There are five active investigations in the pipeline, four of which CPS war crimes specialists believe could result in viable cases to put before juries.

One, involving the activities of a deputy police commander in former Byelorussia (now Belarus), has been recommended for prosecution, although further material is being gathered before the Attorney General, who must sanction all prosecutions, is asked to give a decision.

The other investigations include a further case involving Belarus, one concerning a mobile killing unit in Ukraine, and another involving events at Mauthausen concentration camp in Austria.

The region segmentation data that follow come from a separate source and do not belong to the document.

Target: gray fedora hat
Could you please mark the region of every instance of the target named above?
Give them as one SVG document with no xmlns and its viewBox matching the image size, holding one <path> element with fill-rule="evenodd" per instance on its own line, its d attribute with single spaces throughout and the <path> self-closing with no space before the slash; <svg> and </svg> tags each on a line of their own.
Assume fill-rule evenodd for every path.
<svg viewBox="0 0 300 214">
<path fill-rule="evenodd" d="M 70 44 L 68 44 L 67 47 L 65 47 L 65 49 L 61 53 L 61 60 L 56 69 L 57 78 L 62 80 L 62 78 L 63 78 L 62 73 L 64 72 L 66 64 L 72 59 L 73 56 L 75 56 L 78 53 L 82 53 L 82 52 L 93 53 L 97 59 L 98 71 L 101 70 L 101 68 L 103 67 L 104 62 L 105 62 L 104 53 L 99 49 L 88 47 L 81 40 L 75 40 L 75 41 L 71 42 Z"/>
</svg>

Mauthausen was the only Category 3 concentration camp, where the Nazis sent people they considered totally incapable of converting to their cause.

The CPS has so far spent around pounds 2m on initial investigations after the 1991 War Crimes Act was passed and on detailed work on the Serafinowicz and other cases.

The investigations began with an examination of 369 potential cases. But 112 of the potential defendants had died. The service also took the decision not to prosecute cases of single killings, as opposed to participation in multiple or mass murder. Ten cases were identified for detailed investigation and police officers and lawyers began visits to Belarus and other Eastern European countries.

A prosecution source said the CPS could "live with" the result in the Serafinowicz case because the defendant had been committed for trial on the strength of detailed evidence, and the Crown had won a crucial argument in a hearing last month that a trial would not be an abuse of process because it could not be fairly conducted so long after the event.

It would have been technically possible for the Crown to have pressed on with what is known as a "trial of the facts" in the Serafinowicz case in the absence of the defendant.

But Sir Derek Spencer, the Solicitor General, told the judge yesterday that this would be "wholly inappropriate in a case such as this, where the disability arises because of old age and infirmity".